XML (RSS)

XML

Limitation in SQL's XML Support

I managed to outsmart myself again....

I've been working on an application that processes large XML files.  One of the routines involves passing the XML to a stored procedure, which then inserts certain parts of the XML into various tables.  This is done via sp_xml_preparedocument and openxml.  This is fairly trivial and works quite well.

Now, this system processes a lot of XML.  Some of the tables involved have reached 15+ million rows, and insert performance has decreased to a point where I had to take action.  I decided that, in addition to normal SQL tuning, I would break this task into two parts.  First, the XML would be placed, unparsed, into a staging table.  A separate process would take the data from this table, perform the proper parsing via openxml,  and insert the resulting data into the various destination tables.  This separation of work would allow the main process to operate more quickly. 

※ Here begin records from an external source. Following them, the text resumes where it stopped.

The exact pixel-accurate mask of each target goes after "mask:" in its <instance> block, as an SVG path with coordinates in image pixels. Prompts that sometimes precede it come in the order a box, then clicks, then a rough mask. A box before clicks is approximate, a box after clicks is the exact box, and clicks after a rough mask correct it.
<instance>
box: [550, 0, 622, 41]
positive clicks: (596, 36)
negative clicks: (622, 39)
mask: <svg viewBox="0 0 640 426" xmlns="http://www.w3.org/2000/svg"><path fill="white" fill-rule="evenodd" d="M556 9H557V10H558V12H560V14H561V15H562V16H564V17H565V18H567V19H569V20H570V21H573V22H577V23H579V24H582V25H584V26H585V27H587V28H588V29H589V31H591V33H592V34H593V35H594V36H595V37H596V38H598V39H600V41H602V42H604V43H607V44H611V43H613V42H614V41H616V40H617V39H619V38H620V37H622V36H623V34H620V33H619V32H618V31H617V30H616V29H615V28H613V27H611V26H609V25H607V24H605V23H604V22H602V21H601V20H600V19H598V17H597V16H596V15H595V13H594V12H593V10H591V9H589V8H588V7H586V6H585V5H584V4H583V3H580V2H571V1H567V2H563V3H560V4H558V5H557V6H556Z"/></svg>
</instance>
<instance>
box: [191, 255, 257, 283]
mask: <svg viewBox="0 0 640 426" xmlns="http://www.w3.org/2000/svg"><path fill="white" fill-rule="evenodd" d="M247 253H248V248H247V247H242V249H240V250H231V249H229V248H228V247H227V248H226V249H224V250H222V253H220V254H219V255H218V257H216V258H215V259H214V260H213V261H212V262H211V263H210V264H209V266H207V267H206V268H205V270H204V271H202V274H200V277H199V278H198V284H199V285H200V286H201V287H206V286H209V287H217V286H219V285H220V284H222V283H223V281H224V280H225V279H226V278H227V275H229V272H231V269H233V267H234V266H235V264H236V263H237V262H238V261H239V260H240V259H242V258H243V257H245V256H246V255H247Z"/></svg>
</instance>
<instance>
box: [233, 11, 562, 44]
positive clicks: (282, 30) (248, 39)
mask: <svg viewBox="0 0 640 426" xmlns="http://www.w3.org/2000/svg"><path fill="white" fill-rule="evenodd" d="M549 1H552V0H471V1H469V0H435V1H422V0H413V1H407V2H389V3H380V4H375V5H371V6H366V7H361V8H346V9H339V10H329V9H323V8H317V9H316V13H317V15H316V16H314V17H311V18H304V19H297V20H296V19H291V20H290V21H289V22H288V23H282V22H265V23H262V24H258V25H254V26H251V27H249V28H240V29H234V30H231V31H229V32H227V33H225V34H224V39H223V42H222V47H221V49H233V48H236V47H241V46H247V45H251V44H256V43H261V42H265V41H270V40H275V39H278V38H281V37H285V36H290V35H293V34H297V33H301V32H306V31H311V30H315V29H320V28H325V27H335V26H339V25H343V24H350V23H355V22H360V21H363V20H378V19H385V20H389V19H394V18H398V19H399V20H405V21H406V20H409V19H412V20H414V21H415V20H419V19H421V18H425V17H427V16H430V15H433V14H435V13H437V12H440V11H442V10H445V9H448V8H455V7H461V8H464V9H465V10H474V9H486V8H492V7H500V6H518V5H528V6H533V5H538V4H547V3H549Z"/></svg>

I created the staging table and tested the system performance.  The system ran 400% faster.  Cool. 

Next, I had to write the process that would retrieve the data from this staging table and insert it into the destination tables.  This is when I discovered my mistake.

The XML is stored in NTEXT fields in the staging table.  I needed to read this into a local variable, so that I could pass it to the sp_xml_preparedocument stored procedure.  This can't be done, because local variables can't be declared as NTEXT.  I was stuck.

I found a good article on the net that explained a workaround.  However, in the article, the author states that he has used this workaround on documents that were “over 36,000 bytes in size.”  My documents sometimes reach 20 MB in size.  His method doesn't work on documents over about 300K.  (You should check it out, though.  It's a good read.)  I had to solve my own problem.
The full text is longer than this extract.